Many were left thinking the same thing yesterday afternoon when an emotional Moody and owner Neil Wherrett broke the news that the diva of Australian turf would be immediately retired.
I'm not entirely surprised.
Moody never grew tired of discovering how popular his mare was, and he was genuinely stunned by the reaction of the Sydney cabbie, the like of which often don't know the way to the Opera House let alone anything about a champion racehorse from Melbourne.
But when I met Moody over a couple of beers at the Inglis yearling sales in Sydney last Wednesday, he certainly appeared exhausted because of the unyielding pressure of preserving Black Caviar's unbeaten record.
This line is still ringing in my ears about the prospect of the day that she was ever beaten: "The owners will be called greedy and I'll be kicked to death for being a mug."
Three days later, the marquees the cab driver referred to were brimming with racegoers in their finery, well lubricated from the free champagne and beer.
When the ninth and last event of the day came round, as autumn sun sunk behind us, Black Caviar made her way out on to the course proper for the TJ Smith.
The well-to-do in the Members Lounge jammed the seating in the new grandstand, holding up their camera phones to take photos and video like they were at a Justin Bieber concert.

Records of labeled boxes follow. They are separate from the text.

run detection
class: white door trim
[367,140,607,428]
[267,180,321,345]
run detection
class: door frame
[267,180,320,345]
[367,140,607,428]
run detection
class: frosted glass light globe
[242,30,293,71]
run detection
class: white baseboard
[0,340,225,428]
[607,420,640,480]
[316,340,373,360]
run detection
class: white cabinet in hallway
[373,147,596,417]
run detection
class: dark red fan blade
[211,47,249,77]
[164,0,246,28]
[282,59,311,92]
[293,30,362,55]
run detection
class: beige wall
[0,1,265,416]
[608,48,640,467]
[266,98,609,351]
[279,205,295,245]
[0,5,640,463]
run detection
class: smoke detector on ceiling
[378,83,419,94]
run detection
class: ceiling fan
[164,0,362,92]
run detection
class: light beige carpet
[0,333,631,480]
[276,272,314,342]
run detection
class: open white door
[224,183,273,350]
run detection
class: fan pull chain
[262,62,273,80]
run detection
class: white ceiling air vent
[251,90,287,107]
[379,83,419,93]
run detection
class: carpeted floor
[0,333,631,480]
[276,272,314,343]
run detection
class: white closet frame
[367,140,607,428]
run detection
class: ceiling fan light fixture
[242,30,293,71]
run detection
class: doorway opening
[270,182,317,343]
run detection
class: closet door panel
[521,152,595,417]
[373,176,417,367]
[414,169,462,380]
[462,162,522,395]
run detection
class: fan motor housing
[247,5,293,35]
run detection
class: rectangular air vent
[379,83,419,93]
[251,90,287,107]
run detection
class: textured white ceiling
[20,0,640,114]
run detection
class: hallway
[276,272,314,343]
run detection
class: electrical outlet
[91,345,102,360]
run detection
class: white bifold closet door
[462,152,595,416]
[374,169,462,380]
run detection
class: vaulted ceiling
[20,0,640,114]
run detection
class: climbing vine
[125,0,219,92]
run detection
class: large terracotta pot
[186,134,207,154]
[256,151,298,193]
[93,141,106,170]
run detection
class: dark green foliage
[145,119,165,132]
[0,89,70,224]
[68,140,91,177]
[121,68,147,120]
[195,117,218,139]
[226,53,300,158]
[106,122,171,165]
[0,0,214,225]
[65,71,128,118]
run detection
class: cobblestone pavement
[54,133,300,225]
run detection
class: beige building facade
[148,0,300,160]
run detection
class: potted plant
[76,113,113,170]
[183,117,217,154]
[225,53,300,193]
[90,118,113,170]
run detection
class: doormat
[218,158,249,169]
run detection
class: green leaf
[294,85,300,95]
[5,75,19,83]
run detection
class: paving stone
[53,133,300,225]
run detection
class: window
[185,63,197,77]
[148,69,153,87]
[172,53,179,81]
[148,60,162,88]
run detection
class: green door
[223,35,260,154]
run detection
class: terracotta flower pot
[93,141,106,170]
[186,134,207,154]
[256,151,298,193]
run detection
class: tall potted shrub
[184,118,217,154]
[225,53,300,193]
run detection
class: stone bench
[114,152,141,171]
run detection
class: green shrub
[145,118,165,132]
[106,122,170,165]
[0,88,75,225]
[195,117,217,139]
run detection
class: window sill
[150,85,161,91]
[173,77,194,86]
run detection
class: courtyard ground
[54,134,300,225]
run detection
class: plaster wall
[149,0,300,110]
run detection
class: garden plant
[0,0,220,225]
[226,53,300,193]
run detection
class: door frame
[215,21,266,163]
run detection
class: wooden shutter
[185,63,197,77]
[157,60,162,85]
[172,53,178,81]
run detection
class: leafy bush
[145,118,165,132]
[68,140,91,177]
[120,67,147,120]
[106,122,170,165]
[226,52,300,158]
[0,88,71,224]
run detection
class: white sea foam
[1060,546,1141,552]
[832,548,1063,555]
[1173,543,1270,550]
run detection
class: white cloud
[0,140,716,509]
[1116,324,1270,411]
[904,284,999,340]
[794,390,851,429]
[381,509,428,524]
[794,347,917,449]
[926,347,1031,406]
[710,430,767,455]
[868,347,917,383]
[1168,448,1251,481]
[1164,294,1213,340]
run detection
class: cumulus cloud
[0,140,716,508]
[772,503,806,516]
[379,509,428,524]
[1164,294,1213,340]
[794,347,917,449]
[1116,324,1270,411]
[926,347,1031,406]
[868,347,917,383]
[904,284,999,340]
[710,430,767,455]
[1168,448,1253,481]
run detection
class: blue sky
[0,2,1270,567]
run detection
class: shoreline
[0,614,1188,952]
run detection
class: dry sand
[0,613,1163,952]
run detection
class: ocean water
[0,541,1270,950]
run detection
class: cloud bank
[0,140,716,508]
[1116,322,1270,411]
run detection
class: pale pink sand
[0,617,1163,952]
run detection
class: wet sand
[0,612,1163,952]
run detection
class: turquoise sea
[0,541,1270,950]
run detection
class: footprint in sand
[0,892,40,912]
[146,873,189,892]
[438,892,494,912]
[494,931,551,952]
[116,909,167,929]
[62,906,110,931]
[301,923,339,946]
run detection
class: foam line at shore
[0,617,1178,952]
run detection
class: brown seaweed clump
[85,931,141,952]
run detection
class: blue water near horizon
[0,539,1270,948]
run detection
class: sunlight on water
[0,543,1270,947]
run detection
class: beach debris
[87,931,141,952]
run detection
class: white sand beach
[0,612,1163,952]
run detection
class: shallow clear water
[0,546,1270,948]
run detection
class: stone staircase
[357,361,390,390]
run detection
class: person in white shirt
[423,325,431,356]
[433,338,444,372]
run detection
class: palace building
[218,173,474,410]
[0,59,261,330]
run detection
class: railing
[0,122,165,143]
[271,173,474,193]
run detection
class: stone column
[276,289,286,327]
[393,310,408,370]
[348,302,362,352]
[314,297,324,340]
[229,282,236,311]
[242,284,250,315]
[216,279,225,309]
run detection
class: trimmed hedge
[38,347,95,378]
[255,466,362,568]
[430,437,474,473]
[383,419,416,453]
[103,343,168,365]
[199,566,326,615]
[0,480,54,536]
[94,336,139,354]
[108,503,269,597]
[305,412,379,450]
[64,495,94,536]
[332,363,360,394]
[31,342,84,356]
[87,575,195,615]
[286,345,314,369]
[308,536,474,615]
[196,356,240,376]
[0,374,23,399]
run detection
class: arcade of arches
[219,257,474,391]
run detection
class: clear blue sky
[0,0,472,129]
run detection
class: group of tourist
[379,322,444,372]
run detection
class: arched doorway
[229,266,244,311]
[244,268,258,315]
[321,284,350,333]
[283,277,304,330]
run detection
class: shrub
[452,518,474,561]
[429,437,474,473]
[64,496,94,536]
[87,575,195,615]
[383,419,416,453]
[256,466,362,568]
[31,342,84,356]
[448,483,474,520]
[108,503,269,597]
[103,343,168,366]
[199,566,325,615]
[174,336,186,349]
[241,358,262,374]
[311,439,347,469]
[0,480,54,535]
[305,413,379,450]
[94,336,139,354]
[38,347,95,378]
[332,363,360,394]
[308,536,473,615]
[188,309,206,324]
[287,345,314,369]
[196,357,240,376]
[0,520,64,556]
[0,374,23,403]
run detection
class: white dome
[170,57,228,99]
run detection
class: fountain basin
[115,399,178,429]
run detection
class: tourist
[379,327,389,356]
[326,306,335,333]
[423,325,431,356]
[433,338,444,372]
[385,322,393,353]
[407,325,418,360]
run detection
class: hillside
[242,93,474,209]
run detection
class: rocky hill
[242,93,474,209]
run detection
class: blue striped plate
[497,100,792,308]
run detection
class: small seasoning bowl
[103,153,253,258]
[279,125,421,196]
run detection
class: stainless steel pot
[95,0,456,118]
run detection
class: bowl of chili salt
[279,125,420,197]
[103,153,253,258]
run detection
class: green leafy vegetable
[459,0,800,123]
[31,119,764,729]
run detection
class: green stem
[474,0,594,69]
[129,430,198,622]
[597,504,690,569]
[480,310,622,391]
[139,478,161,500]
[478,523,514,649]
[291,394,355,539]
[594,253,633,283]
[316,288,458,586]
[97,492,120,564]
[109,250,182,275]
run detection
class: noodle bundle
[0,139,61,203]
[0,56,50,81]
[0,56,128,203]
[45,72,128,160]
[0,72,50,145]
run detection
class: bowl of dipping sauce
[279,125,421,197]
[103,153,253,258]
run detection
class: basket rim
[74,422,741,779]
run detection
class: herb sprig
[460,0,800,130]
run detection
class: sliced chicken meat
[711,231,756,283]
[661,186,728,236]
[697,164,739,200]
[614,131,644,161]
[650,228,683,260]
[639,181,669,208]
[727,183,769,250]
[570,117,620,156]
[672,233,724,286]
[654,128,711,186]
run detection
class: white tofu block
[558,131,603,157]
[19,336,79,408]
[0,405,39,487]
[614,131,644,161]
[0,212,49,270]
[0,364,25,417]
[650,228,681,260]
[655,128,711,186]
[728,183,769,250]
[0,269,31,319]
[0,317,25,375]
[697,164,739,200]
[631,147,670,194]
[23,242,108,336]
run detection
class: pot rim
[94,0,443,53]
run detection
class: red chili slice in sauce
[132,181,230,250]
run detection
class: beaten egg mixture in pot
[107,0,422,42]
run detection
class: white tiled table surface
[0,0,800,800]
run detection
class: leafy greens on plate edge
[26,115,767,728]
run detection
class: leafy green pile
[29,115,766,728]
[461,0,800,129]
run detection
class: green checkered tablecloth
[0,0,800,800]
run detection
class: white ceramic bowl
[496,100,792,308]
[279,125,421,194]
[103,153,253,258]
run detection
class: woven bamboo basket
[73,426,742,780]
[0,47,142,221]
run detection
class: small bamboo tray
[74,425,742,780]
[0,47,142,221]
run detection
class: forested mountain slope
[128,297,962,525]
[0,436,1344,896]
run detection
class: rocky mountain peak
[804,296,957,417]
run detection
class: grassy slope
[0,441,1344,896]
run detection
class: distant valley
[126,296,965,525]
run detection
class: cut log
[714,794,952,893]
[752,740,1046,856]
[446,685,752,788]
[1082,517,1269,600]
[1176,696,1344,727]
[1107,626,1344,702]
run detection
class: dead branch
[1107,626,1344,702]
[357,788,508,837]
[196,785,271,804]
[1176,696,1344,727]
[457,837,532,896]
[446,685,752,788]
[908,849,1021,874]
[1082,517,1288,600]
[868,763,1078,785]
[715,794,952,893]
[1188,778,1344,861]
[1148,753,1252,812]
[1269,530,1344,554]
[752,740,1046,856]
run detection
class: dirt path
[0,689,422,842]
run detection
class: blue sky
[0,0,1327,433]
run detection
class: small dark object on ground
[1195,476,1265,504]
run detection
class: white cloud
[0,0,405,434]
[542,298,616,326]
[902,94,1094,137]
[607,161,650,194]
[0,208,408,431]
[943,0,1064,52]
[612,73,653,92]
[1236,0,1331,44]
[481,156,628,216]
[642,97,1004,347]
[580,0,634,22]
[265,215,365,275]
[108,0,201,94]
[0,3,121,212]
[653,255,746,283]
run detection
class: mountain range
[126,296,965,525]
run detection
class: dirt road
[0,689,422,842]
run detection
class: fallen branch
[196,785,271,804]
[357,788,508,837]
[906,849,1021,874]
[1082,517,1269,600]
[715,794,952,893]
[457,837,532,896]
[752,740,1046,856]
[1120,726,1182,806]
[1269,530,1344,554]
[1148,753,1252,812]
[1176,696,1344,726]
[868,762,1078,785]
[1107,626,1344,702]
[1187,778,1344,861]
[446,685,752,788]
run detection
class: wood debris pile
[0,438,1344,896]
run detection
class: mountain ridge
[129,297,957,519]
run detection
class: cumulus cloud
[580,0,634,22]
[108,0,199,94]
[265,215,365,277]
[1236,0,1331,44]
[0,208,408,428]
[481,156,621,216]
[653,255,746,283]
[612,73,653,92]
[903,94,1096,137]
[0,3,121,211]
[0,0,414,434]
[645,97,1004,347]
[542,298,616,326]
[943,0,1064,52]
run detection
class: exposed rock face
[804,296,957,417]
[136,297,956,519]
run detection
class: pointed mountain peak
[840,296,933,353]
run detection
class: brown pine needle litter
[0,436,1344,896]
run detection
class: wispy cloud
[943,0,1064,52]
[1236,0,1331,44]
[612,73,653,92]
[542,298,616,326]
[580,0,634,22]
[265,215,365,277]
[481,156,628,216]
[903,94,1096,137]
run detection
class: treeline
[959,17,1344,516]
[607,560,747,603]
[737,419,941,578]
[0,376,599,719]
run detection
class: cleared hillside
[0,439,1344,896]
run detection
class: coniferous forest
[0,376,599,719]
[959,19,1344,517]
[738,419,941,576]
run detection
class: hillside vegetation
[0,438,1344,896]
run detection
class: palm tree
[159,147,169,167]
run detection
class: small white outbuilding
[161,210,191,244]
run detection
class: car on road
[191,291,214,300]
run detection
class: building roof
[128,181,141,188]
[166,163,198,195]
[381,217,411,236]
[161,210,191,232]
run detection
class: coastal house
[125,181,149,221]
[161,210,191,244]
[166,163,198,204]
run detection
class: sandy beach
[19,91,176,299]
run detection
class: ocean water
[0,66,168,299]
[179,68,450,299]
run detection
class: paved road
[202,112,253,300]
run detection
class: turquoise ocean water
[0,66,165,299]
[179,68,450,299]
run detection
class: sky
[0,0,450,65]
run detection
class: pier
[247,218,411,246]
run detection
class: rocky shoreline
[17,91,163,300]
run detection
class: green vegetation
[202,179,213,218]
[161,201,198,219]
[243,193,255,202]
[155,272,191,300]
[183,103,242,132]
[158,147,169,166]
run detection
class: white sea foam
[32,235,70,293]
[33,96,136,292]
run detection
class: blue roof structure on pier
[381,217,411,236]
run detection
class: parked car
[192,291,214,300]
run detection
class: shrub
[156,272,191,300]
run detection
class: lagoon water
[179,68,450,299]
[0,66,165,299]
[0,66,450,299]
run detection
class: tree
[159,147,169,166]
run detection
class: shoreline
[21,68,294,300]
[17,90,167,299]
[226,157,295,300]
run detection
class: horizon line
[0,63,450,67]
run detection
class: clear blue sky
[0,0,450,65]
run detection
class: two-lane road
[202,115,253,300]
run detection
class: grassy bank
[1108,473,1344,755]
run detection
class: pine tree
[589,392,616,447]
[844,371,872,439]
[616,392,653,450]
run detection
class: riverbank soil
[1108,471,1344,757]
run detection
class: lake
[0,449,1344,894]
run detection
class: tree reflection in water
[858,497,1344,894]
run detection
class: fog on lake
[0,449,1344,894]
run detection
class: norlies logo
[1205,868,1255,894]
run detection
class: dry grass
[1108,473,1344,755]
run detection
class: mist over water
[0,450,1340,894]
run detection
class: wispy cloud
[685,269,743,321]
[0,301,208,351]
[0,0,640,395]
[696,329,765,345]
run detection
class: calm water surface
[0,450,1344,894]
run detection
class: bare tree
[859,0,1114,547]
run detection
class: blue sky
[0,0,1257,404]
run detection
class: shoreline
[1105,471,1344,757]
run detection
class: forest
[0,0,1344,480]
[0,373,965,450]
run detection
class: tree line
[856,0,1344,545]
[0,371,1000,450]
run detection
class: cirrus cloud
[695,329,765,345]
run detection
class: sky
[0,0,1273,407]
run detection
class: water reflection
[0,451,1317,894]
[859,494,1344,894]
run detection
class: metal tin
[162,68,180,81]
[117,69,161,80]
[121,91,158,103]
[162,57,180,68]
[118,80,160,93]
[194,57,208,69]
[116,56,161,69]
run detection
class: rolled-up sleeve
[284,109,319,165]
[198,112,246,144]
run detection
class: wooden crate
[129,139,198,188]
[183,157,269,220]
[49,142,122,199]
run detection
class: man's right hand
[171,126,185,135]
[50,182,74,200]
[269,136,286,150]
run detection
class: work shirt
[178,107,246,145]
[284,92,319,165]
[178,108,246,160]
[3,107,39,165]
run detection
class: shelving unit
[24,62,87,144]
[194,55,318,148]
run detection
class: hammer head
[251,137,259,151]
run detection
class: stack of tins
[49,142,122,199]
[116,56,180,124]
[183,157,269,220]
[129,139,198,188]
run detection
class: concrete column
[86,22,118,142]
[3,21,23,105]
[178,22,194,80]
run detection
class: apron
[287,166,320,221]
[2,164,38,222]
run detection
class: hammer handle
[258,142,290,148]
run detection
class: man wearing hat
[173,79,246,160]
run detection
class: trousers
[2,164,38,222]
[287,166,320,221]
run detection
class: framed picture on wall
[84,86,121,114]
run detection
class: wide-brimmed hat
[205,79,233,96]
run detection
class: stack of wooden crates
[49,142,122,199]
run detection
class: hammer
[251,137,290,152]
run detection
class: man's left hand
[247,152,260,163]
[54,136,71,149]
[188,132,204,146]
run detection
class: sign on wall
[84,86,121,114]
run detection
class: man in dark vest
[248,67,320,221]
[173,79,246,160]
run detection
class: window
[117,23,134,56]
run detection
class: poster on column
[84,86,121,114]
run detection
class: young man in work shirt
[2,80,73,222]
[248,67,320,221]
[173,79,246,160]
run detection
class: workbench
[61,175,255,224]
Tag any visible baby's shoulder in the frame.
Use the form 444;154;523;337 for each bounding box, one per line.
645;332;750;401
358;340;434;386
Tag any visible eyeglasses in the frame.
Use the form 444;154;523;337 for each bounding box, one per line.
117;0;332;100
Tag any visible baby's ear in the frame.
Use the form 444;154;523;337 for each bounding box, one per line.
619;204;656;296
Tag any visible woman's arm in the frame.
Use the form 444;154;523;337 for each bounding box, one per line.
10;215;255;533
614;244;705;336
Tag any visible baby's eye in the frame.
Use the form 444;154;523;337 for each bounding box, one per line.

That was the influence Black Caviar had.
She infected all walks of life, of all ages, and excited them about a sport that is increasingly viewed as nothing more than another means of wagering your hard earned.
She reminded everyone about the romanticism of the track. That it is foremost a sport, not an industry.
That is why Moody talked up his mare whenever required, even if she brought increasing pressure.
"I feel an obligation to the industry and the race clubs to do my promotion," he said. "But the non-racing media aren't as educated as the racing media. I feel like saying give me your number and I'll call you at 3.05am in the morning."
Now you have to wonder how much longer Moody will train with Black Caviar about to slip out of his life. He has said before he won't be doing this for life like Bart or Gai, and theorised in our interview the idea of becoming a "substitute trainer" for those horsemen and women who might want to sleep in beyond 3am once in a while.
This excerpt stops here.